Sounds like sonic youth inspired wolf alice.


----------



## fluteman (Dec 7, 2015)

cybernaut said:


> Once again, my older brother and I got into a heated argument over dissonance tonight. He and I share a love for a LOT of music...rock bands, classical composers, world music, etc....
> 
> But on one thing, we are opposed. I do not like a lot of dissonance. I can deal with a bit of it..but just a pinch. There are many 20th Century composers I cannot stand to listen to, as their music is like torture to me.
> 
> ...


First, I say there never can be a right answer to this question. I am a firm believer in science, but art is not science. Art fulfills our need for fantasies, myths and illusions. So pick whatever fantasy pleases you most. For me, Stravinsky's Petrushka made a strong early impression. Is the puppet merely a collection of sticks, cloth and string, entirely controlled from above, or does it have life, and a soul, of its own? How about the rest of us? It's a powerful metaphor, with great dramatic tension that Stravinsky skillfully enhances with the help of dissonance.

But none of that answers your question. If you don't like dissonance in the context of Petrushka, you might like it in another context, or not at all. It's up to you.


----------



## Phil loves classical (Feb 8, 2017)

norman bates said:


> lead somewhere... where? I mean, Schoenberg used dissonance without resolving it. That's the meaning of emancipation of dissonance. So no, dissonances with Schoenberg wasn't used to lead to a home key or to a consonance. Actually Sonic Youth are much more tied to normal tonality than him. They were closer to free atonality than serialism, which is totally fine. Also, the "not just repeating the same dissonant note or two" is not something necessarily better than repeating notes. It depends what one have to do. Repetion of notes has its rhytmic effect, which is something used to achieve the driving effect of a lot of popular music, or an hypnotic effect.
> So you have two kind of music that are trying to achieve different kind of things, and you are comparing like they are doing the same thing. If I have to judge Schoenberg for his ability to make groove and make music that is enthralling (like for instance Cross' the breeze, which is my favorite song on that album, he sucks totally. But that's not what he wanted to do. Unlike Sonic Youth.

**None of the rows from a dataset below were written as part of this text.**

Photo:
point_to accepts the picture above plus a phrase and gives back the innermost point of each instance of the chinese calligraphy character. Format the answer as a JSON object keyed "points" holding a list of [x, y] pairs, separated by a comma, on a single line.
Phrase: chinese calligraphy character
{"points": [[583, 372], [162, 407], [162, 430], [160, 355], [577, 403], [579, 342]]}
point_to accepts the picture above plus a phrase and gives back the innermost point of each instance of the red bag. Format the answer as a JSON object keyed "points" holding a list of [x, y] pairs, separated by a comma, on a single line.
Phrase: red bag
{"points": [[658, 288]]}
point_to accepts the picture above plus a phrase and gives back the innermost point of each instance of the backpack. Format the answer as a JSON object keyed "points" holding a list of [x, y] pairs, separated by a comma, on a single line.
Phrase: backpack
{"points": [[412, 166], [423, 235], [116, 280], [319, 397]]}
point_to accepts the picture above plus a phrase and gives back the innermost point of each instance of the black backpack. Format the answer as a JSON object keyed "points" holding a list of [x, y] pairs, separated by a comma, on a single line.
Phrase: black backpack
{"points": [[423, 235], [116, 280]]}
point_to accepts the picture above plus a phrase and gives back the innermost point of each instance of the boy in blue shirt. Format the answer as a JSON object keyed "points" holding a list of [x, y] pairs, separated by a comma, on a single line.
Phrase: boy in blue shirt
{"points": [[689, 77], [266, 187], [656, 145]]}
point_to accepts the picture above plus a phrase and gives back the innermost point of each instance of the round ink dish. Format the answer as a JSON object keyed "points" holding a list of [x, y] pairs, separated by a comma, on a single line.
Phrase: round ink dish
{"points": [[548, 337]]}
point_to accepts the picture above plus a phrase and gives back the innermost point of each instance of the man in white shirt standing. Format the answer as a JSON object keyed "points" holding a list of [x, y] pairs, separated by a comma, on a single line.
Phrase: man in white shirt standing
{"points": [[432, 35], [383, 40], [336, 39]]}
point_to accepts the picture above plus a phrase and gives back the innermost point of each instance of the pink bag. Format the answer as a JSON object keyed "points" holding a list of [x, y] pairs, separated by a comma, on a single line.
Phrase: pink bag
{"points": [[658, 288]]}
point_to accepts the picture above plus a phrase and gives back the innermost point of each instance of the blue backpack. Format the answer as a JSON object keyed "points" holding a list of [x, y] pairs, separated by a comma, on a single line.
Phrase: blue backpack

Sonic Youth is not atonal at all. The emancipation of dissonance means freeing from an association with a previous context, not necessarily not leading to another tonality. As I said, there are 3 theories of which key the Schoenberg is in. The main purpose I compared the two is referring to the dissonance in Schoenberg as the OP's bro advocates is much more rich, deep and meaningful than in the Sonic Youth, mentioned by the previous poster, which only scratches the surface dissonance, without mention of Sonic Youth's other intents, or the unenthrallment of Schoenberg's music (which can be heard as enthralling, which we don't need to get into).


----------



## norman bates (Aug 18, 2010)

Phil loves classical said:


> Sonic Youth is not atonal at all.


in a sense, even Debussy is considered atonal because his music doesn't follow common practice harmony.
But yes, most of the time I would not call Sonic Youth atonal. But their use of dissonance goes more in the direction of free atonality than twelve tone music.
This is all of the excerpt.